VI4IO / io500-app

Development version of the new IO-500 Application
MIT License
18 stars 11 forks source link

can't launch a parallel external find #21

Closed mchaarawi closed 4 years ago

mchaarawi commented 4 years ago

with this commit: https://github.com/VI4IO/io500-app/commit/c155836d31c12b3dee2640e5001adfb32085b6a7 it's not possible anymore to execute an external parallel find application. using a serial find in the io-500 workflow is unrealistic for any valid score.

Contrary to the comment made in the patch, this was working fine before the change was landed, so we would appreciate if this change was reverted.
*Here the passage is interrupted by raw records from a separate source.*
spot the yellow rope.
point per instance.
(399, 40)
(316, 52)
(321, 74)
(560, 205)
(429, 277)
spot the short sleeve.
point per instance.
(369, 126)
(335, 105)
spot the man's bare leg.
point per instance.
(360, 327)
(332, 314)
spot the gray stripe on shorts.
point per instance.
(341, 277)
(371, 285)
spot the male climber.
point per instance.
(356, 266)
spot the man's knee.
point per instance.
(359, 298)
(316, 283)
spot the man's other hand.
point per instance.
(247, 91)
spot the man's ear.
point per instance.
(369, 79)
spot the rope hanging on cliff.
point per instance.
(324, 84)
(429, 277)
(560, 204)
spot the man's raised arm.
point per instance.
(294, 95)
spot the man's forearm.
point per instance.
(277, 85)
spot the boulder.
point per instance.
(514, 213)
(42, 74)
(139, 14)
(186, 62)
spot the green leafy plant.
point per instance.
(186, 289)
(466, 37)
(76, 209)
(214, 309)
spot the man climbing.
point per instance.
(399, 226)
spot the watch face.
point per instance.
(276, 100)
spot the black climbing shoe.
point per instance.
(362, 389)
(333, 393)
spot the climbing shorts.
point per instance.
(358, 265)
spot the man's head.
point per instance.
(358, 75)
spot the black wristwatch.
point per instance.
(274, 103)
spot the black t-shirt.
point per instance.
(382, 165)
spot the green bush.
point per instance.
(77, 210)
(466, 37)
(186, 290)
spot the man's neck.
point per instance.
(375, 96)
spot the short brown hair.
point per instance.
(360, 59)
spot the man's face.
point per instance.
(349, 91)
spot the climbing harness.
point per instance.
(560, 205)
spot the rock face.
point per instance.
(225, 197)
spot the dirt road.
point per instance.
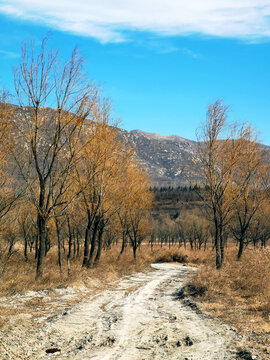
(139, 318)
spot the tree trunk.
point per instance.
(86, 241)
(100, 243)
(41, 245)
(59, 245)
(93, 244)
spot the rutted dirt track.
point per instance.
(139, 318)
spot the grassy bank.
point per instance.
(238, 294)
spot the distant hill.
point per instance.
(170, 160)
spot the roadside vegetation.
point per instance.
(75, 205)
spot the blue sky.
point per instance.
(161, 62)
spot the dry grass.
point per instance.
(19, 275)
(239, 293)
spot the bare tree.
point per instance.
(221, 160)
(47, 141)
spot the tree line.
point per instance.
(64, 172)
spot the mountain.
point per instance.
(170, 160)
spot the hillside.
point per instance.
(170, 160)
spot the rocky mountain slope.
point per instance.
(170, 160)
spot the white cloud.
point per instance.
(107, 20)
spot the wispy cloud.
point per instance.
(108, 20)
(191, 53)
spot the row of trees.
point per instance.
(235, 174)
(64, 170)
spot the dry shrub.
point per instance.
(19, 275)
(240, 287)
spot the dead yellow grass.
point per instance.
(239, 293)
(19, 275)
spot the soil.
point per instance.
(140, 317)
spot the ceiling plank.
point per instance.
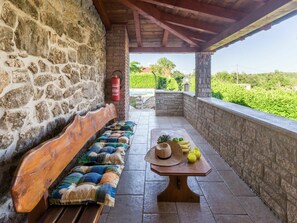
(229, 15)
(163, 49)
(165, 38)
(192, 23)
(266, 14)
(137, 28)
(154, 14)
(99, 5)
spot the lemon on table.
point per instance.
(197, 153)
(191, 158)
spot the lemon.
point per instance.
(191, 157)
(197, 153)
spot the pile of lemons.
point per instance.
(194, 155)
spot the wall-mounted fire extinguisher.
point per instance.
(116, 86)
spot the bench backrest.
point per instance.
(41, 166)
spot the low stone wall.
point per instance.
(52, 66)
(169, 103)
(260, 147)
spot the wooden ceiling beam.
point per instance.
(154, 14)
(226, 14)
(163, 49)
(137, 28)
(165, 38)
(271, 11)
(192, 23)
(99, 5)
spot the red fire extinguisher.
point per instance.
(115, 86)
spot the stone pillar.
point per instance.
(203, 74)
(117, 58)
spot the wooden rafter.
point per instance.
(192, 24)
(155, 15)
(102, 12)
(266, 14)
(137, 28)
(165, 38)
(163, 49)
(195, 6)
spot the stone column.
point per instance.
(203, 74)
(117, 58)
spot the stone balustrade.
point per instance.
(260, 147)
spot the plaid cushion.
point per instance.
(88, 184)
(104, 153)
(115, 136)
(122, 125)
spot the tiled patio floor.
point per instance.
(225, 198)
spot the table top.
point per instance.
(199, 168)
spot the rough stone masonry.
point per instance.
(52, 65)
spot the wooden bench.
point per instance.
(41, 166)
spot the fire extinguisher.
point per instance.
(116, 86)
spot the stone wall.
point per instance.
(52, 65)
(260, 147)
(117, 58)
(169, 103)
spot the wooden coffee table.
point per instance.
(178, 189)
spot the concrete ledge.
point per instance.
(275, 122)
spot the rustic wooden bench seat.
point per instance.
(41, 166)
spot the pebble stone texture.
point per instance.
(117, 58)
(262, 154)
(225, 198)
(260, 147)
(52, 65)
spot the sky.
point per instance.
(265, 51)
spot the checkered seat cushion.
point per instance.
(88, 184)
(104, 153)
(122, 125)
(115, 136)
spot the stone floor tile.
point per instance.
(128, 209)
(151, 205)
(233, 219)
(139, 140)
(103, 218)
(131, 182)
(135, 162)
(195, 212)
(138, 148)
(235, 184)
(151, 176)
(220, 199)
(218, 162)
(212, 176)
(207, 149)
(257, 210)
(160, 218)
(193, 184)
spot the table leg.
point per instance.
(178, 191)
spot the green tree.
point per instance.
(163, 67)
(179, 77)
(135, 67)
JulianKunkel commented 4 years ago

The reason for this was that typically MPI apps don't support to start again a MPI parallel app by them. MPI spawn however isn't quite supported. If you like to use a mpi parallel find either use the integrated one or provide one that implements the same interface. If your environment supports the parallel execution as like with srun before let us know. It is important to find out for which impl. of MPI this works or doesn't.
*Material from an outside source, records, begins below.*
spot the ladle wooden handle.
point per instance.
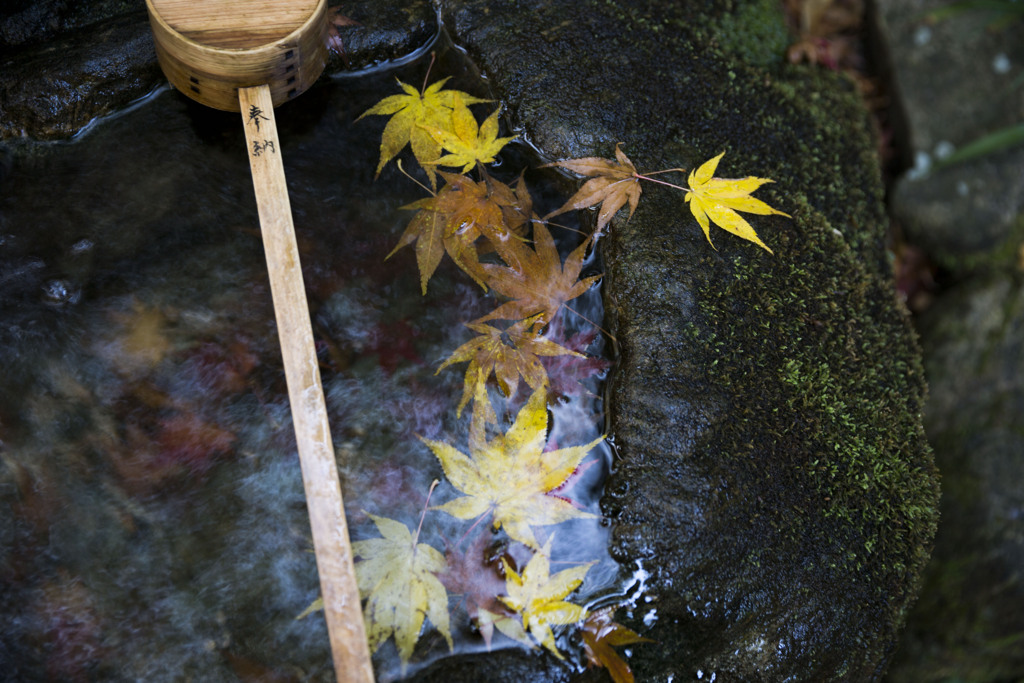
(320, 473)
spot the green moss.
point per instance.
(755, 33)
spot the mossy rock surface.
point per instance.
(774, 476)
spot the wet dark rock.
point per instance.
(957, 80)
(968, 625)
(54, 88)
(385, 32)
(774, 475)
(67, 63)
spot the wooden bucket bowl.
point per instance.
(210, 48)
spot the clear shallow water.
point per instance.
(154, 523)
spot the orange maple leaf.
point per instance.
(454, 219)
(542, 285)
(508, 354)
(615, 182)
(599, 635)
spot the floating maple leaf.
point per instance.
(542, 284)
(537, 596)
(466, 143)
(615, 182)
(511, 475)
(453, 220)
(396, 577)
(508, 354)
(600, 634)
(478, 209)
(411, 115)
(720, 199)
(427, 231)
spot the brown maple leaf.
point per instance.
(478, 209)
(457, 217)
(508, 354)
(599, 635)
(542, 285)
(615, 182)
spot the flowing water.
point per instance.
(153, 524)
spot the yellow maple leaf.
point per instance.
(537, 596)
(411, 115)
(511, 475)
(396, 578)
(466, 142)
(718, 200)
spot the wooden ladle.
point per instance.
(249, 56)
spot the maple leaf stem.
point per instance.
(416, 537)
(640, 176)
(603, 331)
(564, 227)
(470, 529)
(408, 175)
(433, 55)
(666, 170)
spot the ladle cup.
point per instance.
(249, 56)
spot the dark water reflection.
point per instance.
(152, 517)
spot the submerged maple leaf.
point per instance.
(412, 114)
(542, 284)
(615, 182)
(718, 200)
(538, 596)
(600, 634)
(454, 219)
(508, 354)
(511, 475)
(466, 143)
(396, 577)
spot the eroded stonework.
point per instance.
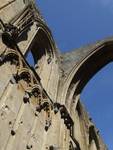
(40, 107)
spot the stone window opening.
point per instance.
(40, 51)
(93, 139)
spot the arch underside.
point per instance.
(88, 66)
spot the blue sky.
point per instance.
(75, 23)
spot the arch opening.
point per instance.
(40, 50)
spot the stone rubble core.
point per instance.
(40, 107)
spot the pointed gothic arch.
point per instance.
(85, 69)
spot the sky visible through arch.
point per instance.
(75, 23)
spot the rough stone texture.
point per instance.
(40, 107)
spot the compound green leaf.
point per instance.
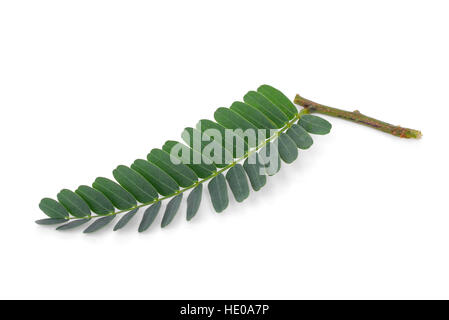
(288, 150)
(149, 216)
(121, 198)
(238, 182)
(163, 183)
(53, 209)
(135, 183)
(298, 134)
(182, 174)
(73, 203)
(97, 201)
(171, 210)
(99, 223)
(125, 219)
(279, 99)
(314, 124)
(73, 224)
(218, 191)
(261, 103)
(194, 201)
(253, 169)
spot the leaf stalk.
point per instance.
(355, 116)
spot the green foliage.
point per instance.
(147, 183)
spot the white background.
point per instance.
(88, 85)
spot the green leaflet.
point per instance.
(50, 221)
(163, 183)
(314, 124)
(121, 198)
(97, 201)
(72, 224)
(279, 99)
(171, 210)
(135, 183)
(253, 115)
(288, 150)
(298, 134)
(178, 167)
(236, 144)
(149, 216)
(207, 146)
(182, 174)
(238, 182)
(125, 219)
(202, 170)
(269, 158)
(73, 203)
(99, 223)
(265, 106)
(253, 169)
(53, 209)
(194, 201)
(232, 120)
(218, 193)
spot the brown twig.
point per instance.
(356, 116)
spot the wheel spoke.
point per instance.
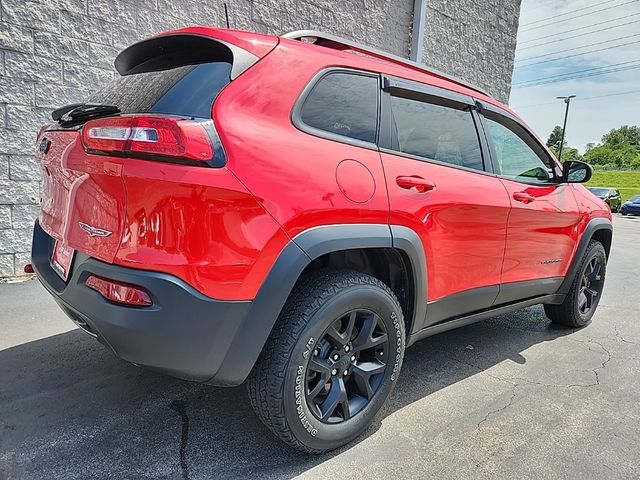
(582, 301)
(318, 388)
(364, 339)
(337, 396)
(591, 292)
(350, 324)
(336, 338)
(594, 276)
(362, 374)
(319, 365)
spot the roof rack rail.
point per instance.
(338, 43)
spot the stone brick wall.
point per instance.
(54, 52)
(474, 40)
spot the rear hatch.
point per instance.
(175, 77)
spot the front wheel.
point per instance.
(581, 302)
(331, 361)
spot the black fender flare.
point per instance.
(257, 325)
(592, 227)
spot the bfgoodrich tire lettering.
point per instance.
(278, 383)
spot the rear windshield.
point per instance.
(599, 191)
(186, 91)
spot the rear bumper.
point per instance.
(184, 333)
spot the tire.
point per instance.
(320, 306)
(573, 311)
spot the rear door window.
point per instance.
(342, 104)
(436, 132)
(186, 90)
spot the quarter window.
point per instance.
(436, 132)
(344, 104)
(516, 157)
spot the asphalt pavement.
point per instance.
(510, 397)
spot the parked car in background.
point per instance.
(611, 197)
(292, 213)
(631, 206)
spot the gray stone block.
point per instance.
(53, 45)
(25, 117)
(85, 27)
(16, 90)
(4, 167)
(23, 216)
(5, 216)
(24, 167)
(54, 96)
(20, 260)
(16, 38)
(91, 77)
(16, 142)
(32, 67)
(31, 14)
(15, 240)
(12, 193)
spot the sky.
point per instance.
(572, 38)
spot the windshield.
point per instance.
(599, 191)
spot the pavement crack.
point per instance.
(603, 364)
(180, 408)
(621, 338)
(504, 407)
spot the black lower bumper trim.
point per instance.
(184, 333)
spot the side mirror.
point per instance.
(574, 171)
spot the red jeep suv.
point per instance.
(294, 211)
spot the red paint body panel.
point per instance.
(463, 230)
(81, 188)
(221, 229)
(199, 224)
(543, 234)
(292, 173)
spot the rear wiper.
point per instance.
(77, 113)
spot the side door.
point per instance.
(542, 230)
(441, 186)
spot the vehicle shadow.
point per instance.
(69, 409)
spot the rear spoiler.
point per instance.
(177, 49)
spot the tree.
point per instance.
(624, 135)
(620, 147)
(553, 142)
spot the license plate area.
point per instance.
(61, 259)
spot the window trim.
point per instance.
(503, 115)
(435, 96)
(296, 112)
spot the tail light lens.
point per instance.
(148, 137)
(119, 292)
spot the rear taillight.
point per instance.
(41, 131)
(118, 292)
(148, 137)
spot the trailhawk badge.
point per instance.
(94, 231)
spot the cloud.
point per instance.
(550, 30)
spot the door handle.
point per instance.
(415, 183)
(523, 197)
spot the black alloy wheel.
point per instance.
(590, 286)
(347, 366)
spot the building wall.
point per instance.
(54, 52)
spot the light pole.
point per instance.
(567, 100)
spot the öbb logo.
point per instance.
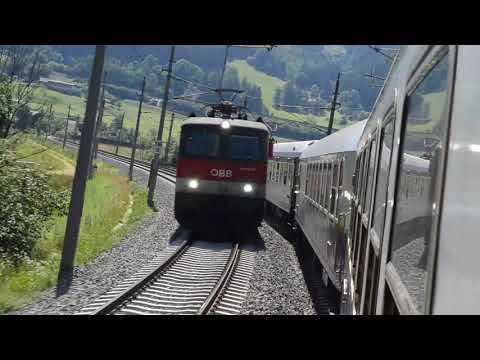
(221, 173)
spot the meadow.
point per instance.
(107, 199)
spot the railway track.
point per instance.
(190, 277)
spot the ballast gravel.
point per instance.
(147, 239)
(277, 286)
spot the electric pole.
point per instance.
(81, 172)
(66, 126)
(100, 115)
(76, 127)
(132, 158)
(120, 132)
(98, 122)
(167, 148)
(334, 104)
(152, 181)
(49, 119)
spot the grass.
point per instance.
(269, 84)
(107, 198)
(150, 119)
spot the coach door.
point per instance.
(377, 217)
(365, 192)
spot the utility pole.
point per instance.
(334, 104)
(98, 122)
(76, 127)
(81, 172)
(66, 126)
(167, 148)
(132, 158)
(49, 119)
(100, 115)
(152, 181)
(120, 132)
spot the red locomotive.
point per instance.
(221, 171)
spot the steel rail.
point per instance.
(222, 283)
(136, 288)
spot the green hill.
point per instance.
(269, 84)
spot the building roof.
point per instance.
(291, 149)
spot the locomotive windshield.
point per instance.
(244, 147)
(211, 142)
(201, 142)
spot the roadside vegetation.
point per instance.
(35, 182)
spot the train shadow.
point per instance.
(324, 298)
(246, 235)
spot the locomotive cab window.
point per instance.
(201, 142)
(420, 159)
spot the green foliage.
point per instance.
(28, 201)
(106, 201)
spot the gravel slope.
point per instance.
(142, 244)
(277, 285)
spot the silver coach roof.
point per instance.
(341, 141)
(218, 121)
(291, 149)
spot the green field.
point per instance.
(149, 122)
(269, 84)
(107, 199)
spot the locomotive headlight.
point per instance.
(247, 188)
(193, 184)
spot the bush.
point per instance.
(28, 202)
Mohamad Chaarawi notifications@github.com schrieb am Mo., 15. Juni 2020, 22:11:

with this commit: c155836 https://github.com/VI4IO/io500-app/commit/c155836d31c12b3dee2640e5001adfb32085b6a7 it's not possible anymore to execute an external parallel find application. using a serial find in the io-500 workflow is unrealistic for any valid score.

Contrary to the comment made in the patch, this was working fine before the change was landed, so we would appreciate if this change was reverted.
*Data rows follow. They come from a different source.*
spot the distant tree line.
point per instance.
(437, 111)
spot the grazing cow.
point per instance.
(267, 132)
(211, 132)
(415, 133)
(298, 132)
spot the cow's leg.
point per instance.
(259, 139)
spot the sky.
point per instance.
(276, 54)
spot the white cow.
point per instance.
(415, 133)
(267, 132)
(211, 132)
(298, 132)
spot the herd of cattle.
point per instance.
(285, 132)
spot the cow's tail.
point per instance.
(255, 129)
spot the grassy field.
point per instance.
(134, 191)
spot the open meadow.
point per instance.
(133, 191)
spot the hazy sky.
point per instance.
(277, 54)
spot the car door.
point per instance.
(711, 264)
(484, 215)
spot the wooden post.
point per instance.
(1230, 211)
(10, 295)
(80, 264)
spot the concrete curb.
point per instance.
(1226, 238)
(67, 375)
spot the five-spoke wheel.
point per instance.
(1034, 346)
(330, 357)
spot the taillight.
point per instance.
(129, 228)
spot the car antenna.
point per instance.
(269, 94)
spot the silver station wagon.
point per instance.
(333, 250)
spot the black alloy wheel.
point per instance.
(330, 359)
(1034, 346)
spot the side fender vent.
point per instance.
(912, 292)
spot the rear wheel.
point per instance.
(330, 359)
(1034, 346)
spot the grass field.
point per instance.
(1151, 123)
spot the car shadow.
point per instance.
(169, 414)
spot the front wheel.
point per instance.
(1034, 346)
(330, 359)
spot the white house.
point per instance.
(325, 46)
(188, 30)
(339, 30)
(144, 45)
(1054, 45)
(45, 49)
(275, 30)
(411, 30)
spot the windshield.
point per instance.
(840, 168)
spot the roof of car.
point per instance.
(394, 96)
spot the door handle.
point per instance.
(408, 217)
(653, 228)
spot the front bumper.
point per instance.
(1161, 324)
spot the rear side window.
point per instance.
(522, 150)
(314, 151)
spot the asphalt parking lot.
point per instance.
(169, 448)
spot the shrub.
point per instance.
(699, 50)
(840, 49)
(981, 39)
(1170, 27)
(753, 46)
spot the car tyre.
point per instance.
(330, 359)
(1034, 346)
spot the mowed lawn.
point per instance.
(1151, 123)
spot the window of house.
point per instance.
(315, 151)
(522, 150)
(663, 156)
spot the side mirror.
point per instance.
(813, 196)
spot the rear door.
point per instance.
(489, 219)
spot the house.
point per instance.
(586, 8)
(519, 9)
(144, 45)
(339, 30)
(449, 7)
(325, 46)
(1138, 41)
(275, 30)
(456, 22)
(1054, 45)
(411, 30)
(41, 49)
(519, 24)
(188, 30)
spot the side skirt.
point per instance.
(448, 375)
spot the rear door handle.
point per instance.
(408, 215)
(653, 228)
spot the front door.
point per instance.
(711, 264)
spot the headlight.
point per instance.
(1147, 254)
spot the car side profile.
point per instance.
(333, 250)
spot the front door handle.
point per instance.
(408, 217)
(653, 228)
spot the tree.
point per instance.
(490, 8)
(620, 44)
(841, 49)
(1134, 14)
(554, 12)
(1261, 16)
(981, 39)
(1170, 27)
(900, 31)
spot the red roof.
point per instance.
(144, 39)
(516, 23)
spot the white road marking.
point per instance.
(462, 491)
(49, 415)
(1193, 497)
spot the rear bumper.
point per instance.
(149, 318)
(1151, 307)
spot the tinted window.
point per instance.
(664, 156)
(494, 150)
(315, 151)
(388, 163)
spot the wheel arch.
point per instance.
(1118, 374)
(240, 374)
— You are receiving this because you are subscribed to this thread. Reply to this email directly, view it on GitHub https://github.com/VI4IO/io500-app/issues/21, or unsubscribe https://github.com/notifications/unsubscribe-auth/ABGW5SUZISZXK3E2AEJPJALRW2E6PANCNFSM4N6YHUZA .

mchaarawi commented 4 years ago

We are using the mpifileutils dfind, which is a pretty well known implementation and used by many others. it has the same interface as the pfind tool but it requires additional arguments like IOR/mdtest for the backend API.

i did not see any issues when testing with MPICH, MVAPICH, and latest OpenMPI. so im not sure what version for you was not working.

adilger commented 4 years ago

Mohamad, is it possible to use external_extra_args for to make this work instead of external_mpi_args? Are the extra argumets needed for MPI or for dfind? I don't have a strong opinion either way, but it sounds like the additional arguments you need should be for dfind.

mchaarawi commented 4 years ago

Andreas, external_mpi_args are MPI args, not dfind args. so one would pass: external_mpi_args = mpirun -np 10 --hostfile file --mca .. so your suggestion wouldn't work.

JulianKunkel commented 4 years ago

Ken had this issue with whom I did debug the issue. I could reproduce the issue with OpenMPI 4.0.3 in the new Ubuntu. It is a tricky problem. Added an extra note.